In the eight years that Anglicans Online has existed, almost all its funding has come from us. Even in the earliest days, when Tod Maffin was editor, we underwrote the expenses. Now we both edit, write, and underwrite. It seems bold to talk about money like this, but without money there is no cathedral, no church, no web site.
Earlier this year we tried to attach fundraising to our Vacancies Centre, but that didn't work as we hoped, for a simple reason: the people who read Anglicans Online are not usually the people who are in a position to advertise church vacancies. (More likely AO readers fill those vacancies.) So we decided last month to make the Vacancies Centre free, and we shall keep it that way.
Today we're launching another little experiment in fundraising: the Anglicans Online Shop.
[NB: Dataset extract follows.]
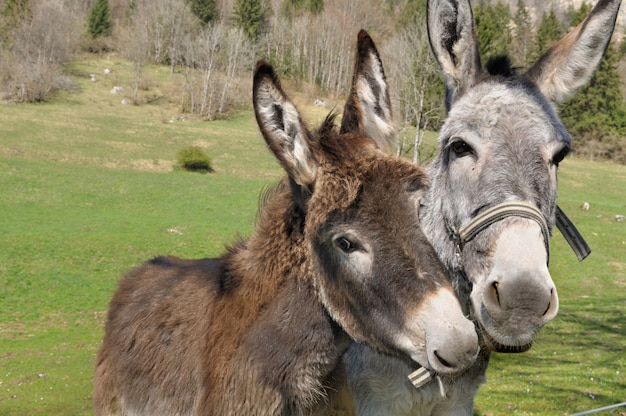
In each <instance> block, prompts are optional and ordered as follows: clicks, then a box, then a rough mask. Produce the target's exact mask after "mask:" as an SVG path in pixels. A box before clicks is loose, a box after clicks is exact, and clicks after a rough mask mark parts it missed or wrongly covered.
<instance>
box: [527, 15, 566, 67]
mask: <svg viewBox="0 0 626 416" xmlns="http://www.w3.org/2000/svg"><path fill="white" fill-rule="evenodd" d="M562 36H563V31H562V30H561V23H560V22H559V20H558V19H557V18H556V14H555V13H554V9H550V12H548V13H544V14H543V16H542V17H541V21H540V22H539V27H538V28H537V34H536V35H535V41H534V44H533V47H532V51H531V57H530V60H531V61H532V62H535V61H536V60H537V59H539V57H541V55H543V54H544V53H545V52H546V51H547V50H548V49H550V47H551V46H552V45H554V44H555V43H556V42H557V41H558V40H559V39H561V37H562Z"/></svg>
We have several AO-branded items on offer there, and hope to add more in the coming weeks. (We're working on gaiters.) Most of the goods are typical, at typical prices: t-shirts, mugs, and the like. We don't make them ourselves, of course, but the graphic designs are all ours.There is one item both audacious and experimental: you can buy a rather expensive mug and if you do, virtually all the price is a donation to Anglicans Online*.
It makes us blush slightly to talk about money, but every time we look at the Cathedral of All Saints in Albany we wish Bishop Doane had been more willing to talk about money. We can't pretend that our web site is in the same league as his majestic cathedral, but we would very much like it to be as permanent.
See you next week. Maybe with one of our new coffee mugs in your hand.
updated: 6 October 2002
*The Society of Archbishop Justus, publisher of Anglicans Online, is an Internal Revenue Service registered charity in the USA (501c3), so people in the States can deduct the contribution from their taxes.